Entre le velours du désir et l’âpreté de la réalité, comment dire, comment montrer, comment raconter cette histoire si forte en émotions cachées, colorée d’un expressionnisme troublant ?

 

Le texte de Kaiser s’inscrit dans une toile de fond stricte où la morale bourgeoise ne peut que se récrier et réclamer le repentir et la rédemption d’une faute dont on ne connaitra jamais vraiment les contours véritables. Entre ce qui a été vécu ou rêvé par la jeune Catherine, entre la vindicte calculée ou la raison objective des deux jeunes hommes concernés.

 

La nuit d’un jour en octobre, Catherine fait entrer dans sa chambre un jeune homme qui repartira le lendemain, laissant assouvies les découvertes charnelles de l’abandon du corps aux voluptés amoureuses. De la grossesse qu’il a fallu cachée dans une maison de campagne à son retour chez son oncle monsieur Coste chez qui elle vit, on sait peu de choses.

 

La pièce commence alors que Coste enquête sur la paternité de cet enfant pour réparer la faute par le mariage.
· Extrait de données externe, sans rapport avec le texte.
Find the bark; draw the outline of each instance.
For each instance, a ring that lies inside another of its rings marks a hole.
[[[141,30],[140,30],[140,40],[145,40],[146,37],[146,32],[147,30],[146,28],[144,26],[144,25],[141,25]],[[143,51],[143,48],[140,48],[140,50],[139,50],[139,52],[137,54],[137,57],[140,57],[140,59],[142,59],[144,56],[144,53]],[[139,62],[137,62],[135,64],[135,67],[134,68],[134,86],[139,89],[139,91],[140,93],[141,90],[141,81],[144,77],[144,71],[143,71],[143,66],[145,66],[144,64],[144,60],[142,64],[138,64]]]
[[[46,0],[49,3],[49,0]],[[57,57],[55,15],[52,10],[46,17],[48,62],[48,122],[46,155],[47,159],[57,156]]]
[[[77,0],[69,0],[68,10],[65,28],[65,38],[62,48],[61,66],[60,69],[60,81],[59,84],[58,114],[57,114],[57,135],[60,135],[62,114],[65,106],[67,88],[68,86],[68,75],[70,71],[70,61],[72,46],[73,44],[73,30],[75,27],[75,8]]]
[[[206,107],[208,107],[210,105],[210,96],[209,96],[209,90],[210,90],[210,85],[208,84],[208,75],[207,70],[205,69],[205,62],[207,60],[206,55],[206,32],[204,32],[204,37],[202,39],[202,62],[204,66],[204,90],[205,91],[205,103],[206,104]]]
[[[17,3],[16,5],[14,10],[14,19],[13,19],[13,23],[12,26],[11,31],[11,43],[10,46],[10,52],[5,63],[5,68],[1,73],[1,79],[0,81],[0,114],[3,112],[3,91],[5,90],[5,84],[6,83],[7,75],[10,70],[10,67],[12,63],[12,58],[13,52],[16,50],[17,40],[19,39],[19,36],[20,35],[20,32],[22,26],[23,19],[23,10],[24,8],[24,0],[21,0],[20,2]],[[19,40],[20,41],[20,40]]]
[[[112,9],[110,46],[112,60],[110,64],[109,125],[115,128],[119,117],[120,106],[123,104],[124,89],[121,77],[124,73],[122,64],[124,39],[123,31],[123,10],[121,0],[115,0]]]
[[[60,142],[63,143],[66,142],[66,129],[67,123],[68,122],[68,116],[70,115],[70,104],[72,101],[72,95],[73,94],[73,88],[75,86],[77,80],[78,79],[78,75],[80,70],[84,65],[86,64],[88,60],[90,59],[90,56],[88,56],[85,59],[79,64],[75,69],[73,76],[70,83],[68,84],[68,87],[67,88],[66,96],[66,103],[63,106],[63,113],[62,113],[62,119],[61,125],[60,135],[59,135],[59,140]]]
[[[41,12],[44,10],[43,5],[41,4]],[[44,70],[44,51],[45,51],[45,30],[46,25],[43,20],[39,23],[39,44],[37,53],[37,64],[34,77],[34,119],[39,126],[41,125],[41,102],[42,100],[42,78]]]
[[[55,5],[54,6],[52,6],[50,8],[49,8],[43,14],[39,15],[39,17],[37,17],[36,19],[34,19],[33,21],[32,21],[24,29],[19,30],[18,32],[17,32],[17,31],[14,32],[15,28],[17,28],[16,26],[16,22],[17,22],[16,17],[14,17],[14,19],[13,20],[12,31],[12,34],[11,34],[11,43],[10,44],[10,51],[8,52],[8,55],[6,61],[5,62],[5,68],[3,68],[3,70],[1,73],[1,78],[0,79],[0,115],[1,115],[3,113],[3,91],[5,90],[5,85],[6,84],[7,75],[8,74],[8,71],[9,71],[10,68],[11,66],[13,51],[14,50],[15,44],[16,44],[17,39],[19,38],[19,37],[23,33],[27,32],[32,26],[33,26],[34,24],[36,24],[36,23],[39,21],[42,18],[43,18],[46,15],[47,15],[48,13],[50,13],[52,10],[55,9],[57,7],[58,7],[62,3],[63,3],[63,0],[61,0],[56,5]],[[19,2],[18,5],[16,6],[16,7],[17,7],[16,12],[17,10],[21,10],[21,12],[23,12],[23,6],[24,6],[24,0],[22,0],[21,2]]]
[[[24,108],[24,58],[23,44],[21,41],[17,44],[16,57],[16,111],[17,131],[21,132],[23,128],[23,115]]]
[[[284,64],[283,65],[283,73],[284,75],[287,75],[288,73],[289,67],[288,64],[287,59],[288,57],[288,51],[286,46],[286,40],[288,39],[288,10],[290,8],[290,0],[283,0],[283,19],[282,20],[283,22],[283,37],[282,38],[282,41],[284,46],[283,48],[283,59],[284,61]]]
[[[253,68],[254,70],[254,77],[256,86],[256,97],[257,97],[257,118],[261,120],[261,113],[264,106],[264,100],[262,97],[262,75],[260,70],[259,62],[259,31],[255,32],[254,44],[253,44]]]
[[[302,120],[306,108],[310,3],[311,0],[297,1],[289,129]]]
Le doute s’installe, la spéculation du garçon-boucher qui se dit le père et la troublante posture de l’officier militaire que Catherine désigne, vont nous faire trébucher sur la vérité, nous rétablir sur les faits et nous perdre dans cette sombre et magnifique histoire aux allures d’un conte fantasmagorique surprenant et captivant.

 

Catherine, as-tu rêvé tant tu espérais cet amour ? Nous diras-tu ce qui s’est passé ? le sais-tu ou te le caches-tu ? Mais quoi, le saurons-nous enfin ?

 

Le parti-pris de la mise en scène d’Agathe Alexis est brillant tant il époustoufle de ses différents possibles les lumières de la réalité, les flux du désir et les apparences du rêve éveillé. Nous sommes ballotés comme dans une barque à la dérive dont le gite rend instable l’équilibre. Nous sommes emportés et transportés dans un temps suspendu, un temps de théâtre, sans savoir à quelle vérité se fier ni même s’il faut se fier à une vérité. Quel plaisir que cette invitation au lâcher-prise où la seule certitude que nous ayons c’est que cette histoire est belle, troublante et bien montrée.

 

La distribution est convaincante et séduisante. La dignité et la droiture de l’oncle Coste est magnifiquement rendue par Hervé Van der Meulen, précis, tonique et sincère. On ne l’aime pas cet oncle mais on le comprend. Catherine est jouée admirablement par Ariane Heuzé, éprise, rêveuse presque éthérée, amoureuse quoi, un très joli jeu.

 

Jaime Azoulay campe un abbé aussi dévot que dévoué avec justesse. Bruno Boulzaguet sert un lieutenant droit dans ses bottes qui se laisse prendre aux délices de l’émotion, un jeu sensible pour un rôle délicat.

 

Benoit D’allongeville est le garçon-boucher, Il casserait la baraque si nous étions à la foire, tonitruant à souhait, d’une sincérité touchante et d’un abattage talentueux.

 

Une pièce surprenante et très bien jouée. Un travail soigné et agréable. Un temps de théâtre riche et mémorable.

 

 

 

Une pièce de Georg Kaiser. Mise en scène de d’Agathe Alexis. Scénographie et costumes de Robin Chemin. Réalisations sonores de Jaime Azulay. Lumière de Stéphane Deschamps. Chorégraphie de Jean-Marc Hoolbecq. Collaboration artistique d’Alain Alexis Barsacq. Assistance à la mise en scène de Sébastien Dalloni.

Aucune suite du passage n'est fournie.